Westerners think that this ascription of transcendent significance to "natural"
things is a clinging remnant of ancient superstition not yet purged by scientific
thinking. They pride themselves on being free from such mythical beliefs.
This difference between East and West concerns the meaning or significance of objects and
happenings in ordinary life. Third World peoples commonly interpret them within a
religious framework. There are spirits in stones and trees, or an accident is a sign of
bad "karma". Frameworks differ, but nothing in life is religiously neutral or
devoid of meaning. By contrast, Westerners hardly hold any conviction more firmly than the
one that insists that facts, being scientifically verifiable, are totally devoid of
religious connection or significance. Facts are simply facts. If we know their causes
through empirical observation and logical thought, we have "explained" them. It
does not commonly occur to people that such an explanation explains only to someone who is
already persuaded that there is no meaning or religious significance behind objects or
events. An ophthalmologist told me a few years ago of his experience as a missionary
doctor in an African country. The natives, he said, he saw all of life within the
framework of a religious perspective, and the missionaries were trying to disabuse them of
this view. In doing so, the missionaries were teaching, probably quite unintentionally,
the unbiblical idea that natural things and events have no significant relationship to
God. My friend concluded by saying that he didnt think his church in North America
even understood the problem.
The problem has two sides. On the one hand, the Third World peoples have misunderstood the
nature of the true, living God and so labor under an oppressive conception of religion.
Christian missionaries should be able to provide them with a new perspective, centered in
Jesus Christ, within which to experience and interpret the events and environment of their
daily lives. But the religious views of life held by the Third world cultures have at
least this much going for them. They know that there is no aspect of life, be it ever so
mundane or seemingly secular, which is unrelated to the gods.

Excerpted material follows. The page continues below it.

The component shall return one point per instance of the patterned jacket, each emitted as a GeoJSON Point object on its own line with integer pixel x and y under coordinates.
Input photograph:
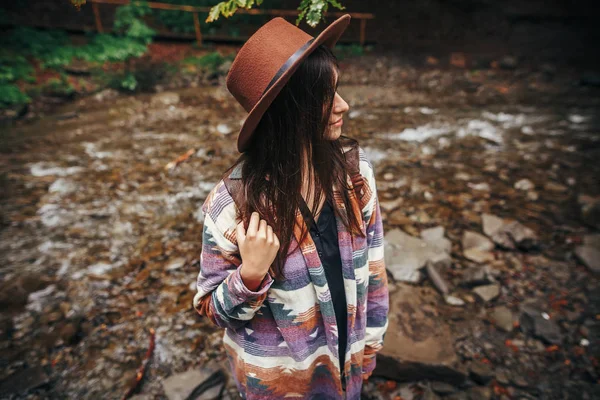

Modern Westerners, on the other hand, do not think there are any gods at all, especially
when dealing with everyday affairs like business, government, scientific research,
housekeeping, etc. They live in what Peter Berger calls "a world without
windows," a world where the blackout curtains of the secular perspective effectively
prevent any glimmer of transcendent meaning from shining through into ordinary affairs.
Their situation is even more benighted than that of Third World peoples who at least know
that there is a world of the transcendent, that there are gods of some sort. We in the
West live under the pernicious myth that there are no gods at all so far as objective
facts are concerned.
This Western perspective is, historically, the result of the progress of Enlightenment
thought. Its watertight bulkheads separate "public" facts from
"private" values and thus empty objective facts of all religious significance.
This is not the place to trace that history; it is enough here to point out that
todays American Christians and even missionaries are often so impregnated with
modern thought patterns that they divide their lives into "spiritual" and
"natural" segments. An offshoot of the problem can be seen in the anguished U.S.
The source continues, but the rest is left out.